Comme je pris le chemin d'Orléans, j'allai visiter Méréville qui appartient à M. de Laborde. Le père de celui-ci, dont la fortune était immense, a dépensé des millions pour embellir ce séjour vraiment enchanteur. Nulle part on ne peut voir des sites plus variés, de plus beaux arbres, une végétation plus abondante, et nulle part l'art n'est venu ajouter aux beautés de la nature avec un goût mieux entendu. Les fabriques multipliées sont semées sur le terrain sans aucune confusion. Les rochers, qui sont immenses et qui ont dû coûter des trésors, les cascades, les temples, les pavillons, tout est à sa place et concourt au charme du coup d'oeil. Sur un des points les plus élevés du parc est une colonne dont la hauteur égale celle de la place Vendôme. Du sommet de cette colonne la vue s'étend sur l'ensemble du parc et sur une campagne magnifique dont l'horizon est à vingt lieues de vous. Un des temples, appelé le temple de la Sibylle, est la copie exacte de celui de Tivoli, mais restauré dans son entier avec un soin et un goût parfaits. D'un autre côté, appuyé à l'un des bras de la rivière, est un moulin et plusieurs petites habitations qui rappellent les jolies maisons suisses. Près du château on voit un pont élevé sur des rochers, que le temps et la nature ont pris soin d'embellir en le couronnant de lianes qui tombent en guirlandes dans l'eau bouillonnante. Enfin il serait trop long d'énumérer tout ce qui fait du parc de Méréville un lieu de délices, qui surpasse selon moi tout ce qu'on peut voir en Angleterre dans ce genre. Ce parc a été composé en grande partie par Robert, le peintre en paysage; aussi pourrait-il fournir les modèles des plus délicieux tableaux.

Le château, flanqué de quatre tourelles gothiques, qui lui donnent l'aspect d'un manoir seigneurial, est meublé avec une riche élégance. La salle à manger et le billard sont surtout admirablement décorés, et le superbe plain-pied de ce rez-de-chaussée où les marbres, les bronzes, les bois précieux, les statues, les tableaux, sont prodigués, fait de cette demeure une habitation royale.

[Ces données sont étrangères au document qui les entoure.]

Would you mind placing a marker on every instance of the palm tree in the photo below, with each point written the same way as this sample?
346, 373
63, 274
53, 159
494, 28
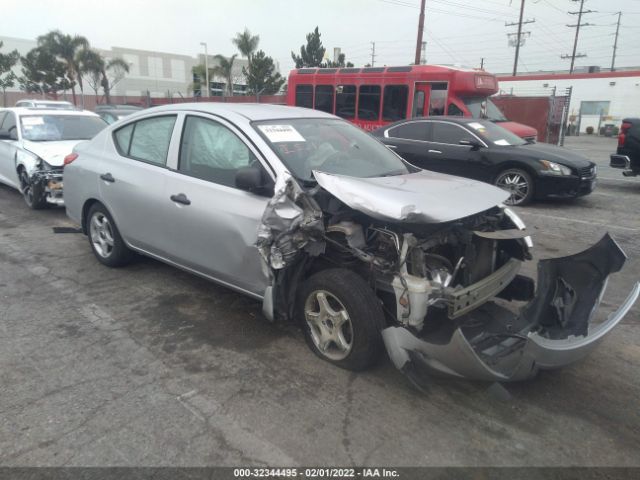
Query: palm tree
247, 44
66, 47
225, 69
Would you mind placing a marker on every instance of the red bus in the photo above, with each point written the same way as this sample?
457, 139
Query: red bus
375, 96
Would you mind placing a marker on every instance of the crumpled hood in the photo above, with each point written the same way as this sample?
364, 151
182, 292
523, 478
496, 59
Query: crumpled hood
421, 197
51, 152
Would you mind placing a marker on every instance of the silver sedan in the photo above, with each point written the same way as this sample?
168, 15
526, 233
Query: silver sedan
326, 226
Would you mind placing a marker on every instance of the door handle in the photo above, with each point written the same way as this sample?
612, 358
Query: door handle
180, 198
107, 177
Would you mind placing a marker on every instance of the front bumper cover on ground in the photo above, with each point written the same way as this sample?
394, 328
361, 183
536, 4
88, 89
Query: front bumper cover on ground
553, 330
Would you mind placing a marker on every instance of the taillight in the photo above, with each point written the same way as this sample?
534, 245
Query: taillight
623, 133
70, 158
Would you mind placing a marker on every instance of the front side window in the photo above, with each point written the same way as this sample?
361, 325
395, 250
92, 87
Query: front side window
147, 140
449, 133
395, 102
51, 128
324, 98
212, 152
346, 101
304, 96
369, 102
331, 146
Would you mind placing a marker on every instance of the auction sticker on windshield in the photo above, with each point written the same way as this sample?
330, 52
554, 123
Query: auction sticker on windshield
281, 133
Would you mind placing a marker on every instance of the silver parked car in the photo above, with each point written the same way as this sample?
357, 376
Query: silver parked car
33, 145
325, 225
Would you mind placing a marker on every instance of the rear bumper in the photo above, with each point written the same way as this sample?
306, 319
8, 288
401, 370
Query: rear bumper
552, 331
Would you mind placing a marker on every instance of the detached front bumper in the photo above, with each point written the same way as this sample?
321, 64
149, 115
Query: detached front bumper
553, 330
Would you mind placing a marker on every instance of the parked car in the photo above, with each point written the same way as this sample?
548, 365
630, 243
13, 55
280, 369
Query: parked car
113, 113
484, 151
33, 144
627, 155
48, 104
318, 220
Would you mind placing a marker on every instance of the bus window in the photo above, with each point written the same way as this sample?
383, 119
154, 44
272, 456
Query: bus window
324, 98
438, 98
346, 101
304, 96
369, 102
394, 106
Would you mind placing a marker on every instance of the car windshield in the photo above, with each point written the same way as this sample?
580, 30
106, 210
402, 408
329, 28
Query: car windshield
329, 145
482, 107
51, 128
495, 134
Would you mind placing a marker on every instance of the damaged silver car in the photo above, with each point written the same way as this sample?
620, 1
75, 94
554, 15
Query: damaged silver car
33, 145
327, 227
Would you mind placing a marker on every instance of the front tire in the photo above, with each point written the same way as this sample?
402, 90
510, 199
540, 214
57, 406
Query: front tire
32, 193
105, 239
341, 318
518, 183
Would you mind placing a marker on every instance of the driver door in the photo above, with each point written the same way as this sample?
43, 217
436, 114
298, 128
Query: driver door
213, 225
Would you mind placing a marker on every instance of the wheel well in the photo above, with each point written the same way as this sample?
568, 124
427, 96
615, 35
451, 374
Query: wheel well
85, 210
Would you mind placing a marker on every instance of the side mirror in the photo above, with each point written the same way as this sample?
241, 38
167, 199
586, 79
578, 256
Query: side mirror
474, 144
252, 179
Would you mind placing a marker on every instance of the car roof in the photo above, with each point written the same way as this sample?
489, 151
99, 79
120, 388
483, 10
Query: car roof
251, 111
47, 111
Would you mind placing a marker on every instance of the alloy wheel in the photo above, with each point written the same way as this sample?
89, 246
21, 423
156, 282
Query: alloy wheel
330, 325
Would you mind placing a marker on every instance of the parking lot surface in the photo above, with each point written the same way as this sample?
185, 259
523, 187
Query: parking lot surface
149, 365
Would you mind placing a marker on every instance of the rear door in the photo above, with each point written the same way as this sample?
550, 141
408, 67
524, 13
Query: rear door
214, 225
132, 179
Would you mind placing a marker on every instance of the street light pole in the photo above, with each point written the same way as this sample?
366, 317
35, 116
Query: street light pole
206, 68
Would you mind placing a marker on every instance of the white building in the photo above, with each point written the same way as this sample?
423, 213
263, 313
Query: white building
596, 99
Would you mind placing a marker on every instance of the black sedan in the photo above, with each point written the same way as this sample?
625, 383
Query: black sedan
484, 151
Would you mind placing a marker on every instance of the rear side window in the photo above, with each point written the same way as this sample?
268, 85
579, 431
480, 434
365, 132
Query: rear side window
146, 140
395, 102
304, 96
324, 98
369, 102
411, 131
346, 101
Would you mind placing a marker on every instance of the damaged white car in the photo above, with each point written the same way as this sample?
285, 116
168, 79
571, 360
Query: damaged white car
329, 228
33, 145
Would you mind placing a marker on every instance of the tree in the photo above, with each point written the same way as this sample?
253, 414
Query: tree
246, 44
7, 77
262, 78
66, 47
42, 73
312, 54
225, 70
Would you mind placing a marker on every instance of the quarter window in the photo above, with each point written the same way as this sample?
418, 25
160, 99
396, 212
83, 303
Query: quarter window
394, 106
369, 102
324, 98
449, 133
212, 152
304, 96
147, 140
346, 101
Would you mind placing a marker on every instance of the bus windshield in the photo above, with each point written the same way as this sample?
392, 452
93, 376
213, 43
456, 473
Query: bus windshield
331, 146
482, 107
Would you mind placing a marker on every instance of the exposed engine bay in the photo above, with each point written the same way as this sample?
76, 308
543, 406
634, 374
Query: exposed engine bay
450, 289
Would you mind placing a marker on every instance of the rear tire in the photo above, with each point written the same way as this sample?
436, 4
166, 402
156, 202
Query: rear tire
342, 318
518, 183
32, 193
105, 239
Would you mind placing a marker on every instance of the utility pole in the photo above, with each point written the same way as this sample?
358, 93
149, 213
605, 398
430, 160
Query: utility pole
420, 31
615, 44
519, 40
577, 26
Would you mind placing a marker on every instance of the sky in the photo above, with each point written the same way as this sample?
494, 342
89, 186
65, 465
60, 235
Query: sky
458, 32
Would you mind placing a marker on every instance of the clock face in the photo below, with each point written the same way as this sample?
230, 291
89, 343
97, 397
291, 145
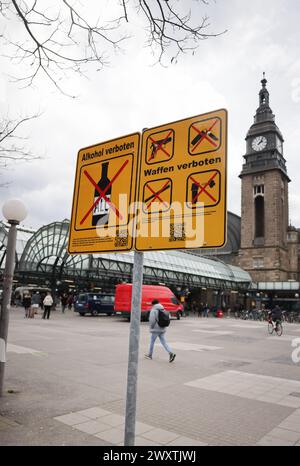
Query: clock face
259, 143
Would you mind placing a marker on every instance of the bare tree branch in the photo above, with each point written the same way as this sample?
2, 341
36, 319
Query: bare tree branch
12, 144
65, 41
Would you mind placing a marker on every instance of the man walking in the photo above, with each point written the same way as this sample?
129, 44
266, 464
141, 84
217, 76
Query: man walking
158, 331
48, 301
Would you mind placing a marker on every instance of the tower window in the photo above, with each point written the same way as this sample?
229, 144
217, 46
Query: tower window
258, 262
259, 190
259, 205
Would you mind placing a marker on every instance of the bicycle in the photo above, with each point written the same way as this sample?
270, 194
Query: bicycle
278, 328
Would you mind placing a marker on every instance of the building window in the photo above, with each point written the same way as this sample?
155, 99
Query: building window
258, 262
259, 190
259, 205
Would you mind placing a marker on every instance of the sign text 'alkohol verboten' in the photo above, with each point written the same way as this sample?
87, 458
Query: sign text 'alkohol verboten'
104, 191
167, 193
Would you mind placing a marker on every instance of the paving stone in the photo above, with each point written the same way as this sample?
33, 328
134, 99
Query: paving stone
114, 435
94, 413
72, 419
92, 426
160, 435
113, 420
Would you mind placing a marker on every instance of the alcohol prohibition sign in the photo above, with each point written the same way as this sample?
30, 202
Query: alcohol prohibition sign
102, 193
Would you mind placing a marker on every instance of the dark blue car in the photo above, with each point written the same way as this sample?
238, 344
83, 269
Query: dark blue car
94, 304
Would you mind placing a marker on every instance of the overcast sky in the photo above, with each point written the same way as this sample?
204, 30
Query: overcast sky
132, 94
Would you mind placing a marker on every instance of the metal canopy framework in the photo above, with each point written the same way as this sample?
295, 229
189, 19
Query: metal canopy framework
44, 254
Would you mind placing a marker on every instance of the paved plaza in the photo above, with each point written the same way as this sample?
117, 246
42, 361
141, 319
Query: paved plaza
230, 384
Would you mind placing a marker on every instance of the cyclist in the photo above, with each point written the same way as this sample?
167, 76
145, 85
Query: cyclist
275, 317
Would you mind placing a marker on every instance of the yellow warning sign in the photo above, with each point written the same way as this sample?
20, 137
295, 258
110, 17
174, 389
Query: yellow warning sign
104, 192
205, 135
160, 146
182, 184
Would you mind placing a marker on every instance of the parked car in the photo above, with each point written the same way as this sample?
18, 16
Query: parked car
216, 311
94, 304
149, 292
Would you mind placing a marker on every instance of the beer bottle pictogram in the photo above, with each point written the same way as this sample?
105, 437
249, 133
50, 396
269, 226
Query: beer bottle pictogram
101, 210
194, 191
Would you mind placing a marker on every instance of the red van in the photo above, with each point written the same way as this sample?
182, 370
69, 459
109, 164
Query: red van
149, 292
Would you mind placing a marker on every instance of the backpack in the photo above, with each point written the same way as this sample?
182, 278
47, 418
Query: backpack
163, 318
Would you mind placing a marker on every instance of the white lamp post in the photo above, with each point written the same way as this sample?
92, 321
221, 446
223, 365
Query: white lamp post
14, 211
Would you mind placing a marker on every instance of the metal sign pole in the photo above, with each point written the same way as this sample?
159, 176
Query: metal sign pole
134, 337
7, 287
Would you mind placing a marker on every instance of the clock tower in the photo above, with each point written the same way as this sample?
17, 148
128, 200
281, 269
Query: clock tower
264, 251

J'arrivai à Orléans, où j'allai voir tout ce que cette ville offre de curieux; la cathédrale, entre autres choses, qui se détachait en vigueur noirâtre sur le ciel le plus pur; car depuis mon départ j'avais toujours eu le plus beau temps du monde; aussi, chemin faisant, je courais aux ruines de ces anciens châteaux dont il ne reste que quelques tours et des vieux murs ornés de lierre. Pour un peintre, la route que je suivais est très intéressante; on y trouve à chaque pas de noble débris, qui font naître parfois de tristes réflexions, quand on reconnaît que les guerres et les révolutions détruisent plus en un siècle que le temps ne pourrait le faire en des milliers d'années.